Ralph and Vanellope are a couple of misfits, and that’s not the only similarity to the “Rudolph the Red-Nosed Reindeer” TV special. You score no bonus points for guessing that Ralph will learn that being a hero means much more than grabbing a medal at the end of a boss level.

Yet the screenplay, credited to Phil Johnston (“Cedar Rapids”) and Jennifer Lee, never hammers away at this lesson in obvious terms. “Heroes have to make the tough choices,” Ralph is told, which is the closest the script comes to underlining the moral. In its themes, “Wreck-It Ralph” is more sophisticated than expected. Toward the end, Ralph is presented with a corker of an ethical dilemma (which prompts the “tough choices” line). When Ralph does make his ultimate heroic decision, it is noble as well as surprising.

This computer-animated feature comes from Disney but not Pixar, though that distinction is getting harder to make with Pixar’s John Lasseter running all of Disney’s feature animation and other Pixar veterans serving as producers and advisers. On a superficial level, “Wreck-It Ralph” is like a video game version of “Toy Story,” with dozens of classic video game characters appearing as extras.

But the humor is closer to “A Bug’s Life,” layering in gags about cheat codes and mini games the way “Bug’s Life” was filled with informed jokes about insects. Though it may be overkill, the candy in “Sugar Rush” gets the same treatment. Laffy Taffy lives up to its name, and the chemical reaction of Mentos and soda pop serves as an important plot point.

Director Rich Moore enjoyed a long stint on “Futurama,” so he knows how to make sly references. Felix’s Weeble-like friends move herky-jerkily to represent their slow frame rate. When Felix begins to fall for Sgt. Calhoun (Jane Lynch), the tough-as-nails star of “Hero’s Duty,” he is warned, “She’s programmed with the most tragic back story ever.”

Ralph lasts only a few minutes in “Hero’s Rush” before he cries, “When did video games become so violent and scary?” He could have spent more time in that game, with its dark green and steely blue color scape before jumping to “Sugar Rush,” where most of the film takes place. The art department whips up a delicious world for “Sugar Rush” as an ice cream sundae becomes a mountain and rows of candy canes become a forest, and it all looks terrific in 3-D.

Reilly and Silverman make a fine comic team, with the animated characters resembling the actors’ faces more than usually the case.
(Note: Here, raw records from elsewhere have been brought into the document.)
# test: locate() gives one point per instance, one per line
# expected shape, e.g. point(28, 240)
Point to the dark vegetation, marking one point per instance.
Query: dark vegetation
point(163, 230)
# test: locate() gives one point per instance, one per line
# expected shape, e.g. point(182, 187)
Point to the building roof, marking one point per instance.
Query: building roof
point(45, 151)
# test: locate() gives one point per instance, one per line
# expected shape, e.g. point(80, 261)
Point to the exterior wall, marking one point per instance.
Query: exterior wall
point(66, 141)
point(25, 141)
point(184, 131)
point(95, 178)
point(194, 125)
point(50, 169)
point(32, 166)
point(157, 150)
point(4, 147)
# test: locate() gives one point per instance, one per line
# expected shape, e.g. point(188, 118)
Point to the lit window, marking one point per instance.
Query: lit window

A standout in the vocal cast is character actor Alan Tudyk (“Firefly”), who plays the goofy ruler of “Sugar Rush,” King Candy. Rather than use his own voice, Tudyk reads the part with a mix of Hans Conried (Snidely Whiplash from the Dudley Do-Right cartoons) and Ed Wynn, the vaudeville comic best known as the voice of the Mad Hatter from Disney’s animated “Alice in Wonderland.” While paying tribute to two past voice artist masters, Tudyk gives a performance that perfectly fits his bobble-headed character.
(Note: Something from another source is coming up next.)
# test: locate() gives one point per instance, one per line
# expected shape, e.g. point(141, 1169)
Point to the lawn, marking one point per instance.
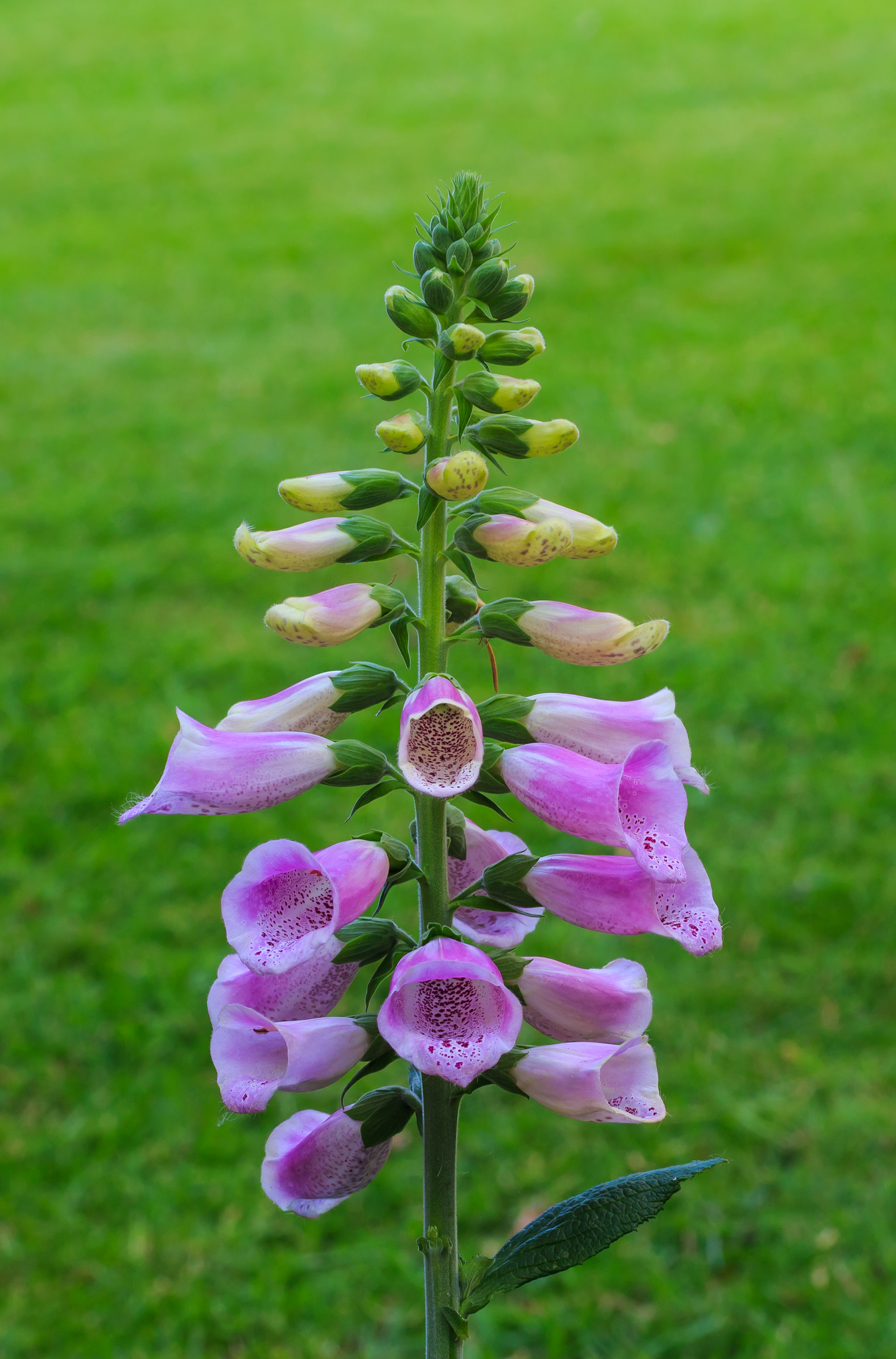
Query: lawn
point(200, 210)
“Wreck-It Ralph” zips along with a rich sense of humor and an underlying sweetness, none of it artificial. The “Fix-It Felix Jr.” video game is a hidden parody of “Donkey Kong.” The hero is a handyman instead of a plumber, and with his simian build, Ralph does recall the famous gorilla bad guy. Once Donkey Kong was spun off into his own series on home gaming consoles, he became a good guy. See, Ralph has something to look forward to.